Interview mit Henning Otte „Wir müssen die europäische Säule der Nato stärken“

Berlin · Völlig überraschend wollen die USA offenbar bis September 9500 ihrer in Deutschland stationierten 35 000 Soldaten abziehen. Das wurde an Wochenende in Washington bekannt. Welche Standorte betroffen sind, ist noch unklar.

 Henning Otte, verteidigungspolitischer Sprecher der  CDU/CSU-Bundestagsfraktion   Foto: Pedersen/dpa

Henning Otte, verteidigungspolitischer Sprecher der  CDU/CSU-Bundestagsfraktion Foto: Pedersen/dpa

Foto: dpa/Britta Pedersen

Unsere Zeitung sprach mit dem verteidigungspolitischen Sprecher der CDU/CSU-Fraktion im Bundestag, Henning Otte (51), über die Bedeutung dieses Schrittes.

Es gab keine offizielle Information der Bundesregierung über den Abzug, geschweige denn vorherige Konsultationen. Wie bewerten Sie dieses Vorgehen der US-Regierung?

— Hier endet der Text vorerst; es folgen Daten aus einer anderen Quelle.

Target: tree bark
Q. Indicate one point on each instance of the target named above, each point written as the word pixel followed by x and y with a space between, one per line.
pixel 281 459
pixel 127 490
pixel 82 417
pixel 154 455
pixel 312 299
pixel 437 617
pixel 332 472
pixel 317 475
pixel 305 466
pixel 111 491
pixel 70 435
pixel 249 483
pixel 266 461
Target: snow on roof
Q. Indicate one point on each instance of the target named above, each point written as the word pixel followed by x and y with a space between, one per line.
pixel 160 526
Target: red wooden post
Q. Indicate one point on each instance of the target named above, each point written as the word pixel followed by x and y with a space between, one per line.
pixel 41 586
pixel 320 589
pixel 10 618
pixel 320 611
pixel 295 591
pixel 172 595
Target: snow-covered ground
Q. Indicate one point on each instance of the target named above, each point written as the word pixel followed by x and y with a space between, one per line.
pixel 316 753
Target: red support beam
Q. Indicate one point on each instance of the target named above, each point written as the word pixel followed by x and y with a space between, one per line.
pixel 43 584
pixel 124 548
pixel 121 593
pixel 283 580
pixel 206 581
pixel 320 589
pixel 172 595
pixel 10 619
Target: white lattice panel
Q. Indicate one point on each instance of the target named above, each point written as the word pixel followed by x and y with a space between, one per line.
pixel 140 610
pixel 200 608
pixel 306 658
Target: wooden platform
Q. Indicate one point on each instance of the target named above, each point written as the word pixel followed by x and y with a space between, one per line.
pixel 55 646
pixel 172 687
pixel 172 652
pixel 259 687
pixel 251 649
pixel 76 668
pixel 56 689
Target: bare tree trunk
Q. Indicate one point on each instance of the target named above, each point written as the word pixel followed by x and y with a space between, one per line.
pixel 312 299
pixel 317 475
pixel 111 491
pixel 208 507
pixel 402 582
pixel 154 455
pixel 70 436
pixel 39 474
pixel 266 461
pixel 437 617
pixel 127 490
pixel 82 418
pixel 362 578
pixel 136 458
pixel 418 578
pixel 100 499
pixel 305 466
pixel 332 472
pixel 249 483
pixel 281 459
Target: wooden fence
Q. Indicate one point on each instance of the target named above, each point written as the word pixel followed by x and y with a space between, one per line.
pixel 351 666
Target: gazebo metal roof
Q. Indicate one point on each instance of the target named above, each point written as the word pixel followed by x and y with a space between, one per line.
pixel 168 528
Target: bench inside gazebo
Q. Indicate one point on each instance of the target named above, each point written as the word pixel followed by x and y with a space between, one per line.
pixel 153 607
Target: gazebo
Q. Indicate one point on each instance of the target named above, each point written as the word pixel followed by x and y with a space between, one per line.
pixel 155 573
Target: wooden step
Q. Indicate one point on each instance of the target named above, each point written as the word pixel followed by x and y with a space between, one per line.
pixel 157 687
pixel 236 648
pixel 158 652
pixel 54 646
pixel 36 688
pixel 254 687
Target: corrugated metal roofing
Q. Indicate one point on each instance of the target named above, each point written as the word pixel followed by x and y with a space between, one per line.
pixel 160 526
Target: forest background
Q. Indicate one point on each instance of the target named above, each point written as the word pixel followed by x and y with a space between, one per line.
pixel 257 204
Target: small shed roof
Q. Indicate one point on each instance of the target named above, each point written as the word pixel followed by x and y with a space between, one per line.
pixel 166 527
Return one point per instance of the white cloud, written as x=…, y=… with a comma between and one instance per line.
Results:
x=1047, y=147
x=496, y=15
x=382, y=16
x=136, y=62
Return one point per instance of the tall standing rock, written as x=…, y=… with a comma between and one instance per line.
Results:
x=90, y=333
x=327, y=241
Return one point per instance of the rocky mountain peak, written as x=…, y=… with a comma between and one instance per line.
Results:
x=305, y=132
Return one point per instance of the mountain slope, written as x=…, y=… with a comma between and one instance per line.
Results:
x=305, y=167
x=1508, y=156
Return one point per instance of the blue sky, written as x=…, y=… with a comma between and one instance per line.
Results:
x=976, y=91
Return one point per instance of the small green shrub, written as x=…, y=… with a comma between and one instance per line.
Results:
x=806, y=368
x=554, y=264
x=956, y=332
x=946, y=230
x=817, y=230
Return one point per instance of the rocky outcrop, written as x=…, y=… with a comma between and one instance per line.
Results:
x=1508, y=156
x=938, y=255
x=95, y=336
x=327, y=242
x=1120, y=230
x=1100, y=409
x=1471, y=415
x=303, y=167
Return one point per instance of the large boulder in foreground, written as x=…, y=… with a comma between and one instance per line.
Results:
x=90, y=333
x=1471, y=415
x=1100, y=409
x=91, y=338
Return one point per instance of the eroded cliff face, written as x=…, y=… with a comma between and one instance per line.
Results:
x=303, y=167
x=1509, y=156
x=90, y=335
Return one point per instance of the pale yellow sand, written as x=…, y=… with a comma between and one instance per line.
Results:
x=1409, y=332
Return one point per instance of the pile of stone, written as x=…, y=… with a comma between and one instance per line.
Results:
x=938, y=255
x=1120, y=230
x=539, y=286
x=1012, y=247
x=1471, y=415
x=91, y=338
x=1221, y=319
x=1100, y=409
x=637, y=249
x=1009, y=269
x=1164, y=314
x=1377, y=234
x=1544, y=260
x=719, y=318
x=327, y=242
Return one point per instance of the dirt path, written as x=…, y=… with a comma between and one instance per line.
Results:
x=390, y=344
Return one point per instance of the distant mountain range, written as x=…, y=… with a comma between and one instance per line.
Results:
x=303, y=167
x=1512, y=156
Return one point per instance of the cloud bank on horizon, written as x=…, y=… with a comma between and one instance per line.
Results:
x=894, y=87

OTTE Die Ankündigungen gehen auf Äußerungen von Präsident Trump zurück und zeigen, dass er offenbar sehr sprunghaft agiert. Es gibt bisher aber noch keine offizielle Bestätigung aus dem Weißen Haus. Jetzt muss das Auswärtige Amt mit den USA über das Ob und das Wie der angeblichen Abzugspläne reden. Sicher wäre es besser gewesen, über so etwas vorher bilateral oder im Rahmen der Nato zu sprechen, mindestens eine Vorwarnung zu geben.

Unter Freunden geht man so nicht miteinander um?

OTTE Eine solche erhebliche Entscheidung sollte man in der Tat miteinander absprechen.

Der gerade ausgeschiedene US-Botschafter Richard Grenell hat immer mit einem Abzug gedroht, weil Deutschland nicht genug für die Verteidigung ausgebe. Ist das Grenells letzte Rache an Berlin?

OTTE Wir haben immer deutlich gemacht, dass wir das Zwei-Prozent-Ziel anstreben. Wir investieren stetig in die Verbesserung der Fähigkeiten der Bundeswehr. Zudem gibt es eine Richtungsentscheidung der Verteidigungsministerin, den Tornado durch amerikanische F18 abzulösen. Das alles sind deutliche Zeichen, dass wir die transatlantische Achse für sehr wichtig erachten.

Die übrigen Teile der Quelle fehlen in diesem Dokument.